Matson is a suburb of Gloucester, in the county of Gloucestershire, England.

== History ==
Matson is not mentioned in the Domesday Book. It appears to have been a part of Kings Barton at the time of the survey. The origins of the name are unclear but early versions recorded include Matesknolle, Mattesdune and Matesden and it is likely that the names refer to Robinswood Hill, a large hill which lay entirely within the ancient parish of Matson, on the flanks of which the village lies.

It has been suggested that iron ore was mined from Robinswood Hill in Saxon times although there is little evidence for this. A spring called the Red Well rising just above Matson is ferruginous in nature.

Matson House, a large manorial house, was the headquarters of King Charles during the Siege of Gloucester. It subsequently became the property of Major General William Selwyn in 1679. It is now (2017) the Selwyn Care Home.

A memorial erected in St Katherine's Churchyard in 1920 commemorates Matson parishioners who lost their lives in World War I. It is in the style of a medieval lantern cross and is Grade II listed.

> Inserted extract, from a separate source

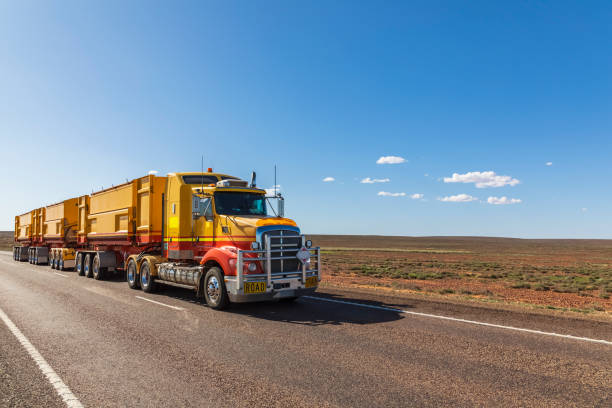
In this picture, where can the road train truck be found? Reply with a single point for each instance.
(214, 233)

Matson is a former civil parish. In 1931 the parish had a population of 40. On 1 April 1935 the civil parish was abolished. The vast majority was transferred to Gloucester, with small acreages to Brookthorpe and Upton St. Leonards.

The housing estate, which occupies the majority of Matson, was built between the 1950s and 1970s. Many housed dock and factory workers, many of whom worked at the Gloucester Docks.

== 1950s to present ==

A council estate was built in the village after the Second World War. Matson has a shopping parade, doctor's surgery, Neighbourhood Project and several churches. The M5 motorway and Gloucester services are nearby.

Gloucester Ski and Snowboard Centre is on Robinswood Hill, off Matson Lane. The ski slope opened in 1974.

Matson police station closed in 1994. The Musket public house permanently closed in 2009 and was demolished a year later. Housing has been built on the site.

Parmjit Dhanda, former MP for Gloucester (2001-2010), lived in Matson with his family.

Celebrity chef Tom Kerridge named his fruity sauce "Matson" after the curry sauce he used to buy from his local chipshop on the Matson estate.